Que nossa Agência Nacional do Cinema vem sendo gradualmente pilhada e desestruturada pelo Governo Federal desde 2019, e que tal pilhagem e desestruturação se intensificaram com a pandemia, quem está por dentro não duvida. Tivemos caos desenfreado, projetos que já haviam sido aprovados tendo o financiamento cortado, outros tantos que, por questões diversas, não puderam ser finalizados ou distribuídos da maneira inicialmente prevista – no que é relativo à distribuição, foi o caso, aliás, do próprio “Marighella”. Agora, ainda no primeiro semestre de 2020, uma série de festivais de cinema já começou a se reorganizar para a realização de edições on-line (conforme já comentamos nesta coluna, em mais de uma oportunidade), e por meio deles foi exibida uma safra de filmes que, por motivos de distribuição e programação, dificilmente chegariam a um público tão amplo por meio das tradicionais salas de cinema.

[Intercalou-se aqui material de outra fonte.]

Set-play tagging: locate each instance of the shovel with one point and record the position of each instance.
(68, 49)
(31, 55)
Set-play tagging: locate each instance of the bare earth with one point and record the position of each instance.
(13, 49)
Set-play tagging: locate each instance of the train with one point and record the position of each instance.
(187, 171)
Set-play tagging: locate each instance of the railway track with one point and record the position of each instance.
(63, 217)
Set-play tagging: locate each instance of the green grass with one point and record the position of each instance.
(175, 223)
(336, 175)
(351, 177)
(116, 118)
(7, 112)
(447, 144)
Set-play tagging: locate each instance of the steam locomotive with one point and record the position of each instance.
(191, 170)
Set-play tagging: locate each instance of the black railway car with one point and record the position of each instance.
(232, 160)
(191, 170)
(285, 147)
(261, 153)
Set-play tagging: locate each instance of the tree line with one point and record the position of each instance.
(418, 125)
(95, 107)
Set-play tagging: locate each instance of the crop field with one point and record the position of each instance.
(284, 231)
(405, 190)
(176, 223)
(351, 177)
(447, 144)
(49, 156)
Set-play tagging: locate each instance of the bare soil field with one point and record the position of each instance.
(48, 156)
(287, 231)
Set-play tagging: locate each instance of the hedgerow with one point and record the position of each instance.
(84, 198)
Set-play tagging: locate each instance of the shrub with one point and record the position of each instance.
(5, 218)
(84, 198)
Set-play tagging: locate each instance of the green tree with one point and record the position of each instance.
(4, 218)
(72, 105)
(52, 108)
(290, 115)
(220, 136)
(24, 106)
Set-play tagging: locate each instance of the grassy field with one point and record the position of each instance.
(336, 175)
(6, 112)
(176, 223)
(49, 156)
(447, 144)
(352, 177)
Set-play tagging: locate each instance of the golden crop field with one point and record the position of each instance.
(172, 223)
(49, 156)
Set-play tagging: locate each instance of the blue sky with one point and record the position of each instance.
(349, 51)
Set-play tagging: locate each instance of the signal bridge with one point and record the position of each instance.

Mesmo durante a pandemia propriamente dita (de acordo com o que também já notamos aqui), cinema e audiovisual nacionais continuaram (e continuam, dado que a pandemia ainda não acabou) produzindo, aos trancos e barrancos, e essas produções pandêmicas foram e vão chegando a nós conforme o tempo passa, seja por meio dos festivais on-line (e agora dos semi-presenciais ou presenciais), da televisão, de métodos alternativos de distribuição ou, novamente, com as salas de cinema abertas ao grande público.
“O cinema brasileiro” (como se fosse possível falar dele enquanto instituição, entidade única e sólida… mal somos uma indústria, ainda) passou – e passa – por perrengue e sufoco. Nunca parou. Lógico, de março de 2020 pra cá, talvez ele não tenha chegado, através das produções supracitadas, em público tão substancial quanto o “Marighella” vem chegando desde sua estreia em circuito. Os parâmetros para medir público são outros, também: receita, bilheteria soam como algo mais sólido do que cliques, acessos, visualizações. O dinheiro aparece de modo mais visível. Mas insisto (sou, por natureza, de uma teimosa insistência quando estou convencido de meu ponto de vista): tomemos cuidado com esse discurso de que o cinema brasileiro só “voltou” com o “Marighella” de Wagner Moura, ainda que o longa tenha seus méritos (entre os quais o de mobilizar espectadores mesmo em condições adversas), que ninguém tira dele.
Em suma: o cinema brasileiro não “voltou”, porque ele nunca “foi”. No máximo, a imprensa não o estava dando a devida atenção, não se atualizou quanto aos novos métodos de exibição e distribuição, por desconhecimento, inabilidade ou franca má vontade. Parte do público, durante este período, esteve na mesma página que nossos jornalistas especializados em cultura. Bem, tomara que, pelo menos, esse sucesso amplamente divulgado do “Marighella” ajude o cinema brasileiro a ocupar esse espaço nas salas de exibição, uma vez que a cota de tela para produções nacionais, fundamental e existente desde a década de 1930, a essa altura do campeonato, pelo visto, já foi para as cucuias. Vamos aguardar e conferir. Era isso o que eu tinha para dizer hoje.